HB 1126 was filed on May 14. If passed, it would change the requirements for the opportunity scholarship program. The Opportunity Scholarship program was passed in 2013 as a low-income voucher opportunity for children in North Carolina. HB 1126 seeks, in part, to have selected students take a “common examination” as determined by North Carolina’s Authority overseeing the program. This examination would be used, in part, to review the program.
HB 1129 was filed on May 14. It proposes an additional appropriation of $1.5 million in recurring funds for the Department of Public Instruction to expand the Advanced Teaching Roles program, and $600,000 in recurring funds for the Department of Public Instruction for the establishment and operation of the Office of Equity Oversight. The bill, if passed, would also abolish the Opportunity Scholarship program in North Carolina. This low-income voucher served more than 12,000 students in 2020. Families can use the Opportunity Scholarship to pay for tuition, transportation equipment and other necessary private school expenses. To be eligible for the program, a student must come from a household with an income that does not exceed 133 percent of FRL. Students must also have attended public school during the previous semester. Kindergartners, first graders, foster children, dependents of full-time active military members and children that have been adopted in the past year qualify for vouchers without having to attend a public school.

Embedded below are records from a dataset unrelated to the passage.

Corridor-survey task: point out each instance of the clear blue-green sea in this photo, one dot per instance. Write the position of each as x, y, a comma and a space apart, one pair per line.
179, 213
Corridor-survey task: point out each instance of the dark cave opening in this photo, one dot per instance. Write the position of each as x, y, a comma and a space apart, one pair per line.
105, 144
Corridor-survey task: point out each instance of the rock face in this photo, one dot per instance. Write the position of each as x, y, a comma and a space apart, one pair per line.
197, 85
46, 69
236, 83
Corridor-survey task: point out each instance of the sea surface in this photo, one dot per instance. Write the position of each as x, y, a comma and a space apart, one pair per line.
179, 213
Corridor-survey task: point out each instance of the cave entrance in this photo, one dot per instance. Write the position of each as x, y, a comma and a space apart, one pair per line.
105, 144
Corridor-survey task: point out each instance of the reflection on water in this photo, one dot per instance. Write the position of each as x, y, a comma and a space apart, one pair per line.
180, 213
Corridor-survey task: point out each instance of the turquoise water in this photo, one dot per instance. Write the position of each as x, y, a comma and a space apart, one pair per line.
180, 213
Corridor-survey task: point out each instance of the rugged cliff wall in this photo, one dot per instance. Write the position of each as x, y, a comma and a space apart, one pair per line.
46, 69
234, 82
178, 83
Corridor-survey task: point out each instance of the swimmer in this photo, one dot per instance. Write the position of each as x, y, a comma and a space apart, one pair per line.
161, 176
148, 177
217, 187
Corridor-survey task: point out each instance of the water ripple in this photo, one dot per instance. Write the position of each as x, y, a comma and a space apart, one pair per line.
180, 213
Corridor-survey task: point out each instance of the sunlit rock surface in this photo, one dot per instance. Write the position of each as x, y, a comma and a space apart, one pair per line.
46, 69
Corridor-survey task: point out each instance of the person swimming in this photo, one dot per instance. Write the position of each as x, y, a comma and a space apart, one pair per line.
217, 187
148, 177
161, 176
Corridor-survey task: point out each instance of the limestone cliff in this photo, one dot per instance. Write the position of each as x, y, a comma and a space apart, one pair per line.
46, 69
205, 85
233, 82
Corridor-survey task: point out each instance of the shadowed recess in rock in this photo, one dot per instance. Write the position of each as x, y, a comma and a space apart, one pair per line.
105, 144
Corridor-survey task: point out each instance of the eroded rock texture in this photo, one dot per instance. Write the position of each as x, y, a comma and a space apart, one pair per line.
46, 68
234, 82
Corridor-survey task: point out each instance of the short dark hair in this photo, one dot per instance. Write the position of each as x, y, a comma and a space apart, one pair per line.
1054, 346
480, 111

On May 5, North Carolina saw the filing of SB 711. If passed, the bill would expand eligibility of the Opportunity Scholarship to all children eligible to attend a North Carolina public school. This would omit the existing requirement that students must have attended a public school previously, or be in entering kindergarten, first grade, foster children, adopted in the last year, or dependents of full-time active military members.
On May 14, Bill Phillis, executive director of the Ohio Coalition for Equity & Adequacy of School Funding, made a public announcement that his group, with support from both teachers’ unions in the state, will file litigation challenging the constitutionality of Ohio’s EdChoice voucher. They argue that the program serving fewer than 25,000 students is dismantling the public education system with more than 1.6 million students.
On May 4, the Tennessee Chancery Court of Davidson County granted Davidson and Shelby Counties’ motion for summary judgment in The Metropolitan Government of Nashville and Davidson County vs. Tennessee Department of Education. The court held that the Tennessee ESA Pilot program is unconstitutional based on the home rule provision in Tennessee’s constitution prohibiting legislation limited to a particular county without a local vote. Remaining legal issues (regarding the Tennessee constitution’s provisions on education, Equal Protection, and Appropriation of Public Moneys, and the BEP statute) raised in the accompanying case, Roxanne McEwen vs. Bill Lee, were reserved by the Chancery Court for later consideration.
On May 13, the court denied the state and parent intervenors’ request to stay the ruling pending further litigation, which would have allowed the parents who met the application deadline to receive voucher funding for their children.
On May 19, the Tennessee appellate court accepted the case on interlocutory appeal and also denied the state and parent intervenors’ request to stay the adverse ruling of the Chancery Court. The case number is now M2020-00683-COA-R9-CV.
This case is currently scheduled for oral argument on August 5. However, a motion was submitted to the Tennessee Supreme Court asking that court to remove the case from the Appellate Court and consider the case at the Supreme Court directly. That motion is pending.